Transpiration rate (TR) of three cultivars of banana (triplicates of each experimental run, 2 nos. present in each run) was measured at different temperatures (10, 20 and 30 °C) and relative humidity (RH) (70, 80 and 90%) and storage time (2, 3 and 6 days). Models based on unsteady state energy balance equation and regression equation was fitted to the TR data. Best fitting model was validated at 15 °C and 70, 80 and 90% RH and on 2nd, 3rd and 6th day of storage. Using the TR data design parameters for equilibrium humidity packaging for three banana varieties had been estimated. While the TR of banana increased with rise in temperature, it decreased with rise in storage RH and with progress of storage duration. Banana Cv. Singapuri had significantly low (P < 0.05) average TR (21.69 g/kg-day), while the average TR of G9 (34.96 g/kg-day) and Chapa (29.53 g/kg-day) cultivars were similar (P > 0.05), and these two varieties (G9 and Chapa) were least affected by variation in temperature and relative humidities. The energy balance model (R2 = 0.61–0.81) fitted the TR data better than the regression model at all RH and temperature studied. Temperature of the banana surface was determined from the model and was found to be greater than the wet bulb temperature of banana.
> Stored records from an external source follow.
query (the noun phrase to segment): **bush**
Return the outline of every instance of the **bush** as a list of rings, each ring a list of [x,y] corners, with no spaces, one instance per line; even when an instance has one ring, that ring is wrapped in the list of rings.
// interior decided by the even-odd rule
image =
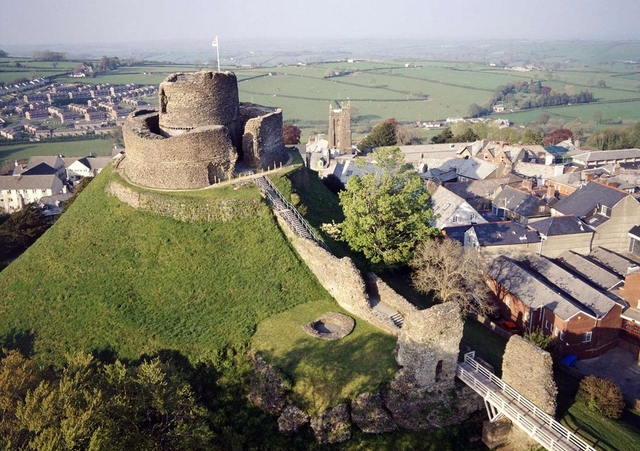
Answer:
[[[553,335],[545,335],[539,327],[531,333],[524,334],[524,338],[543,351],[552,352],[555,348]]]
[[[587,376],[580,382],[576,401],[592,412],[617,419],[624,410],[624,398],[620,387],[609,379]]]

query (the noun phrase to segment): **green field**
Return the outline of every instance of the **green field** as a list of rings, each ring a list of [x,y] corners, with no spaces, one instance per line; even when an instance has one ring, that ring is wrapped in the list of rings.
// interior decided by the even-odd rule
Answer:
[[[616,51],[628,52],[628,46],[602,48],[609,57]],[[617,49],[617,50],[616,50]],[[602,120],[615,122],[640,121],[640,70],[632,65],[600,64],[595,57],[587,58],[588,50],[580,45],[557,48],[528,47],[528,52],[540,59],[556,60],[560,55],[572,55],[568,60],[586,58],[593,65],[573,64],[569,67],[517,72],[490,66],[486,62],[464,61],[358,61],[315,63],[279,67],[228,68],[238,76],[240,99],[283,109],[286,122],[296,123],[303,130],[303,140],[327,132],[328,109],[350,100],[353,107],[354,134],[369,131],[372,125],[394,117],[405,123],[444,120],[466,116],[472,103],[482,105],[495,89],[510,82],[541,80],[557,92],[575,93],[589,90],[597,101],[589,105],[569,105],[558,108],[533,109],[515,113],[500,113],[517,125],[535,121],[547,112],[565,122],[588,123],[593,113]],[[627,53],[628,54],[628,53]],[[491,55],[486,55],[490,60]],[[598,57],[600,58],[600,57]],[[596,58],[597,59],[597,58]],[[497,57],[496,61],[500,58]],[[22,61],[25,67],[9,67],[11,59],[0,59],[0,81],[33,71],[51,71],[51,63]],[[60,69],[76,63],[60,63]],[[408,67],[406,67],[408,66]],[[120,67],[82,83],[139,83],[158,85],[174,72],[206,68],[195,64],[145,64]],[[226,69],[226,68],[225,68]],[[325,78],[333,71],[345,75]],[[61,82],[78,79],[59,78]],[[598,87],[604,82],[606,88]]]
[[[58,141],[0,146],[0,164],[3,161],[28,160],[33,156],[64,155],[85,157],[90,153],[98,156],[111,155],[111,139],[88,139],[84,141]]]

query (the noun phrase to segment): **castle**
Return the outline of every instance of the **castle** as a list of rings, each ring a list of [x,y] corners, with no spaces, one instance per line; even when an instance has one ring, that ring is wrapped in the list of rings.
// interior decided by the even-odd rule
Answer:
[[[123,126],[126,176],[165,189],[197,189],[231,177],[236,164],[286,162],[280,108],[240,103],[233,72],[176,73],[160,83],[160,110],[137,110]]]

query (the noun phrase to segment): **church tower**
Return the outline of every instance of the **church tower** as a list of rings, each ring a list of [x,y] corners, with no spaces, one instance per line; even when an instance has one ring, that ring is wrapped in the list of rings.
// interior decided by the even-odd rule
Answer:
[[[351,102],[333,109],[329,105],[329,149],[338,149],[340,154],[351,153]]]

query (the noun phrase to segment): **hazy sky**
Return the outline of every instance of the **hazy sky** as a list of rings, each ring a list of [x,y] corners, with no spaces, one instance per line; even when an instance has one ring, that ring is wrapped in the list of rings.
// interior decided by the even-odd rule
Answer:
[[[640,39],[639,0],[0,0],[3,45],[197,38]]]

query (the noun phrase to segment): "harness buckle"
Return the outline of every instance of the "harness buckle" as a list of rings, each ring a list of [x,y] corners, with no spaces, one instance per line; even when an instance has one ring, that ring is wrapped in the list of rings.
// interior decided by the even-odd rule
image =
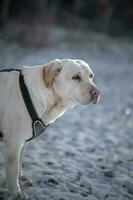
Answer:
[[[33,135],[35,138],[45,131],[45,129],[46,127],[44,126],[42,120],[37,119],[33,122]]]

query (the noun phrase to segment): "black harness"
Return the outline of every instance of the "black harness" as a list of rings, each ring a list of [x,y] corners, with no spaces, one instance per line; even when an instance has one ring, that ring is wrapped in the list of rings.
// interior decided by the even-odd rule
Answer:
[[[43,133],[46,130],[47,126],[45,126],[42,119],[39,118],[39,116],[36,112],[36,109],[33,105],[29,91],[24,82],[24,76],[22,75],[21,70],[19,70],[19,69],[4,69],[4,70],[1,70],[0,72],[12,72],[12,71],[19,72],[19,85],[20,85],[21,94],[22,94],[23,100],[25,102],[25,106],[28,110],[28,113],[32,119],[32,137],[26,140],[26,142],[28,142],[34,138],[37,138],[41,133]]]

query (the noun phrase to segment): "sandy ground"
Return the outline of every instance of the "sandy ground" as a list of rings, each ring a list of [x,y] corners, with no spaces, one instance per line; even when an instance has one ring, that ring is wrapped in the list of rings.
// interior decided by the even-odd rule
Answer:
[[[32,200],[133,199],[133,43],[82,34],[68,39],[57,30],[53,47],[40,49],[0,41],[1,68],[84,59],[101,90],[98,105],[68,111],[27,146],[23,170],[33,186],[21,187]],[[0,188],[6,187],[3,151],[0,142]]]

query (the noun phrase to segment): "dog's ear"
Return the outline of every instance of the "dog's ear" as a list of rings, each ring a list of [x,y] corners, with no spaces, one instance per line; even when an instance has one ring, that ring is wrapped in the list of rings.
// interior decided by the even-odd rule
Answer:
[[[47,63],[43,67],[43,80],[47,88],[50,88],[52,86],[53,81],[60,74],[61,69],[61,61],[58,59]]]

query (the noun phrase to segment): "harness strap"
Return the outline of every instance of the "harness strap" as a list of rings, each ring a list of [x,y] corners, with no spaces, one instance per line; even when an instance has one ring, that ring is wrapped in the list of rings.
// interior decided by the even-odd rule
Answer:
[[[20,69],[13,69],[13,68],[10,68],[10,69],[2,69],[2,70],[0,70],[0,72],[12,72],[12,71],[21,72]]]
[[[25,102],[25,106],[28,110],[28,113],[32,119],[32,137],[26,140],[26,142],[38,137],[42,132],[46,130],[45,124],[43,123],[42,119],[39,118],[36,109],[33,105],[32,99],[30,97],[29,91],[26,87],[25,81],[24,81],[24,76],[21,73],[20,69],[3,69],[0,70],[0,72],[12,72],[12,71],[18,71],[20,72],[19,74],[19,85],[20,85],[20,90],[21,94],[23,97],[23,100]]]
[[[44,125],[42,119],[40,119],[38,117],[38,114],[33,105],[32,99],[30,97],[29,91],[25,85],[24,76],[22,75],[21,71],[19,74],[19,84],[20,84],[20,90],[21,90],[26,108],[32,119],[33,136],[31,138],[29,138],[28,140],[26,140],[26,142],[28,142],[28,141],[32,140],[33,138],[38,137],[42,132],[44,132],[46,129],[46,126]]]

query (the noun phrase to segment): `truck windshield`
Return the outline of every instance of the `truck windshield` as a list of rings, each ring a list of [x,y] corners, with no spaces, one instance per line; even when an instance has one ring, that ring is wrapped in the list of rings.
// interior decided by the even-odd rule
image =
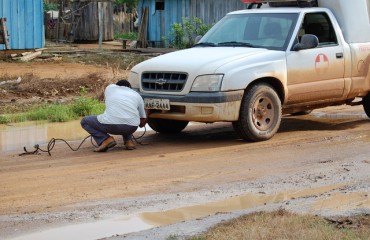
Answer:
[[[297,19],[296,13],[227,15],[196,46],[256,47],[284,51]]]

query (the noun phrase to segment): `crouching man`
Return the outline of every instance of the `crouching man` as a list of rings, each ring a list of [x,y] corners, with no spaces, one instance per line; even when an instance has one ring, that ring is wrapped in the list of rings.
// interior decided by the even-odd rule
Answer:
[[[113,135],[122,135],[125,148],[135,149],[132,134],[138,127],[144,127],[147,115],[142,97],[131,89],[127,80],[110,84],[104,91],[105,111],[98,116],[86,116],[81,126],[94,138],[98,147],[94,152],[105,152],[116,146]]]

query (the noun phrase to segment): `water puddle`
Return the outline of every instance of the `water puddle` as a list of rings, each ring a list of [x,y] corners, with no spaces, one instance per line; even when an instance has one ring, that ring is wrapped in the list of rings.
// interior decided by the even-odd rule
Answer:
[[[147,131],[151,130],[146,126]],[[144,131],[139,128],[138,132]],[[80,120],[49,123],[49,122],[23,122],[14,124],[0,124],[0,151],[20,151],[23,147],[28,151],[34,150],[33,146],[47,144],[50,139],[64,139],[66,141],[82,140],[89,134],[81,128]]]
[[[243,196],[237,196],[219,202],[171,209],[165,212],[142,213],[141,217],[148,223],[151,223],[155,226],[163,226],[181,221],[214,215],[218,212],[234,212],[266,204],[279,203],[294,198],[319,195],[338,187],[340,187],[340,185],[329,185],[315,189],[304,189],[295,192],[283,192],[275,195],[249,193]]]
[[[74,224],[13,238],[13,240],[92,240],[138,232],[152,228],[136,216],[102,220],[96,223]]]
[[[92,240],[116,235],[133,233],[165,226],[187,220],[203,218],[215,215],[219,212],[233,212],[249,209],[271,203],[279,203],[294,198],[318,196],[334,189],[345,186],[344,184],[330,185],[319,188],[304,189],[294,192],[282,192],[274,195],[249,193],[242,196],[232,197],[218,202],[194,205],[159,212],[144,212],[126,217],[116,217],[92,223],[82,223],[57,227],[45,231],[39,231],[13,240],[43,240],[43,239],[79,239]],[[347,208],[369,208],[369,193],[335,193],[331,197],[319,200],[314,204],[315,209],[323,210]]]
[[[67,141],[83,139],[89,134],[81,128],[80,121],[65,123],[24,122],[11,125],[0,124],[0,150],[19,150],[23,147],[34,150],[33,146],[46,144],[52,138]]]
[[[369,192],[365,193],[335,193],[315,203],[314,209],[329,209],[345,211],[350,209],[370,209]]]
Heat transfer from banana surface by convection was found to provide approximately 70% of the heat required for transpiration. At 15 °C, the predicted TR was plotted against the experimental data corresponding to storage RH, and duration. For these two predictions the mean relative percentage deviation modulus was 10.27% and 18.35%, respectively. The required water vapour transmission rate for designing equilibrium humidity packaging of three variety of banana ranged from 172 to 618 g/m2day at 10–20 °C.